Single by Samantha McClymont
- A-side: "Cookin' in my Kitchen"
- B-side: "Heart of a Man"
- Released: 18 July 2005
- Recorded: Ramrod Studios
- Genre: Country pop
- Label: ABC Music
- Songwriter(s): Brooke McClymont, Rick Price
- Producer(s): Herm Kovac

= Cookin' in my Kitchen =

"Cookin' in my Kitchen" is the first single, released in 2005, by Australian country music singer Samantha McClymont. She has not released further solo material since joining her sisters to form The McClymonts.

==Background==
McClymont won the Star Maker award at the 2005 Tamworth Country Music Festival.
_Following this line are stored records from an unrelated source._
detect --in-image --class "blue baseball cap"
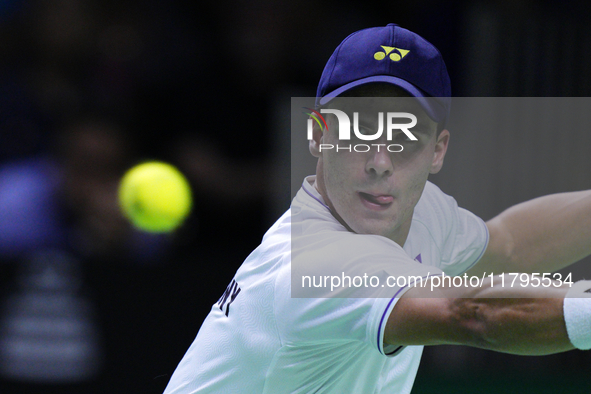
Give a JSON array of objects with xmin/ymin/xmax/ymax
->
[{"xmin": 316, "ymin": 23, "xmax": 451, "ymax": 124}]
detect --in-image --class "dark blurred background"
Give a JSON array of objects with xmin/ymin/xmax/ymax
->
[{"xmin": 0, "ymin": 0, "xmax": 591, "ymax": 394}]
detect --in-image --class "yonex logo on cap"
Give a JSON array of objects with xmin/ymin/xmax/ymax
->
[{"xmin": 373, "ymin": 45, "xmax": 410, "ymax": 62}]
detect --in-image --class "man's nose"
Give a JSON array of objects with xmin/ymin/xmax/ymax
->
[{"xmin": 365, "ymin": 146, "xmax": 394, "ymax": 177}]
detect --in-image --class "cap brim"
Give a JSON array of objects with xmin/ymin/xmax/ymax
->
[{"xmin": 317, "ymin": 75, "xmax": 449, "ymax": 123}]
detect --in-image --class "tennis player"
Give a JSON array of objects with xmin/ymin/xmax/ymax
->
[{"xmin": 165, "ymin": 24, "xmax": 591, "ymax": 394}]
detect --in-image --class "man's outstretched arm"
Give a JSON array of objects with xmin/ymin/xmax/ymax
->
[
  {"xmin": 468, "ymin": 190, "xmax": 591, "ymax": 275},
  {"xmin": 384, "ymin": 280, "xmax": 591, "ymax": 355}
]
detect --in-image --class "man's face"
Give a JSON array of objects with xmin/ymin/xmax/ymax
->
[{"xmin": 310, "ymin": 88, "xmax": 449, "ymax": 245}]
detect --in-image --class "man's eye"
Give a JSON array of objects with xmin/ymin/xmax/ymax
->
[
  {"xmin": 392, "ymin": 133, "xmax": 415, "ymax": 142},
  {"xmin": 359, "ymin": 127, "xmax": 376, "ymax": 135}
]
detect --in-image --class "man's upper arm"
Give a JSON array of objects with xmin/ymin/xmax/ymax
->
[{"xmin": 466, "ymin": 217, "xmax": 514, "ymax": 276}]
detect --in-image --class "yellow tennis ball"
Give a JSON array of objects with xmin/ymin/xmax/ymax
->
[{"xmin": 119, "ymin": 161, "xmax": 192, "ymax": 233}]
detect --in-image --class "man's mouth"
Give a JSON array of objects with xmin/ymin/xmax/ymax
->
[{"xmin": 359, "ymin": 192, "xmax": 394, "ymax": 210}]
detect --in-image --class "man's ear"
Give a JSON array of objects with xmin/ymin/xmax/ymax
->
[
  {"xmin": 309, "ymin": 122, "xmax": 324, "ymax": 157},
  {"xmin": 430, "ymin": 129, "xmax": 449, "ymax": 174}
]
Her prize included a recording session at Ramrod Studios, production and distribution of a CD through the ABC Music label of the two tracks recorded and a video clip of one of the songs. "Cookin' in my Kitchen" (b/w the self-penned "Heart of a Man") was the resulting single.

==Charts and awards==
"Cookin' in my Kitchen" reached Number 3 on the Australian country music chart in 2005.

"Heart of a Man", with a stronger country music sound, went on to reach Number 1 in 2006, remaining on the chart for 17 weeks.

At the 2006 Country Music Awards of Australia, "Cookin' in my Kitchen" won the award of New Talent of the Year for McClymont.

"Heart of a Man" also earned McClymont a nomination for Female Vocalist of the Year at the same awards.